June 5, 2019 by Lyn Thorne-Alder
shh, this posted on Tuesday, really.
The three of them were herded into a small waiting room with a number of other students — the ones who had been in the changing room with Saydrie and a slightly larger number of female students, all of them seeming to be in their first or second year of Academy. Saydrie was the only Bitrani, a fact that did not surprise him at all.
Taikie was fiddling with her machine as they found each other. “There’s something a little strange about it,” she muttered. “It’s been going through these cycles where it whines and hums before starting over again, and I’m not sure why. There’s nothing in there that should be causing a whine.” She glared at the machine before producing a couple of tools from her outfit — to a slightly-despairing look from Enrie — and fiddling with a couple of connections.
“Was that — was that a Princess?” One of the boys from the changing room had apparently decided curiosity was more important than any potential shame.
“Princess Oltyellalobtello,” Saydrie agreed. “She is our sponsor to this event.”

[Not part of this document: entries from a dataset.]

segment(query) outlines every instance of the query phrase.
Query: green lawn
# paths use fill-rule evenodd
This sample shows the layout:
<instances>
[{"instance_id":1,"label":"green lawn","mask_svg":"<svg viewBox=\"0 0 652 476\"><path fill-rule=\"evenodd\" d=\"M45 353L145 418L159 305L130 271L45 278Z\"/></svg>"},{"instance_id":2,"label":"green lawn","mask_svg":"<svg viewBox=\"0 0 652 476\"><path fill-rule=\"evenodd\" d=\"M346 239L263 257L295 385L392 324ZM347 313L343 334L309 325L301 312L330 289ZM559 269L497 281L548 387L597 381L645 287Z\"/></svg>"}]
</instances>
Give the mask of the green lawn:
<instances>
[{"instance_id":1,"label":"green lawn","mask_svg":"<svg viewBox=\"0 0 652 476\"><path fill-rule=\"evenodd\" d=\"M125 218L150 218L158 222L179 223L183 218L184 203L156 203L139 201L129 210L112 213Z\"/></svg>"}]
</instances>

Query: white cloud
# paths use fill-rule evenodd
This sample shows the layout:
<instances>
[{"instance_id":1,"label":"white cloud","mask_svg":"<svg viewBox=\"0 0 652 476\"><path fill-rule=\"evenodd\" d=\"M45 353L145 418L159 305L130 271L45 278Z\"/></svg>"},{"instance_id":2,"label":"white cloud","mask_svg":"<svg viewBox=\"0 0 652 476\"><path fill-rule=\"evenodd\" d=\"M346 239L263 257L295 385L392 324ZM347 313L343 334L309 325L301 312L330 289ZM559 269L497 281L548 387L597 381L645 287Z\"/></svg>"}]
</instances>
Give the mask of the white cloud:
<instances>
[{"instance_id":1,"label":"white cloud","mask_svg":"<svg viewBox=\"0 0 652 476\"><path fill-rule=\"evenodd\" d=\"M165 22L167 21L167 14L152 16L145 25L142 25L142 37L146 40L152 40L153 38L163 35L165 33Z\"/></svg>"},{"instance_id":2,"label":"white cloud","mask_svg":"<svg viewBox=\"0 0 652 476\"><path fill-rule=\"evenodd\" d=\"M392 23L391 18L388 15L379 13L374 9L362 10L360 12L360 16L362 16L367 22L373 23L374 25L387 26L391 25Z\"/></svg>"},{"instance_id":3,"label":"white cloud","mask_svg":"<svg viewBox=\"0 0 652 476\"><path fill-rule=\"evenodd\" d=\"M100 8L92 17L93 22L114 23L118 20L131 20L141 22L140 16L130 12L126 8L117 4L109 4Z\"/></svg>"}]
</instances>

“Your — the Princess?” A girl pushed up next to them. She was taller than Enrie or Taiki by almost a head, her clothing elaborate in a way that he expected only out of people with vowels at the beginning of her name, and she was glaring at all of them. “How did you get a Princess to sponsor you?”
It was definitely an accusation, which confused Saydrie. How could they be guilty of something when all they had done was be invited here? He blinked at the girl.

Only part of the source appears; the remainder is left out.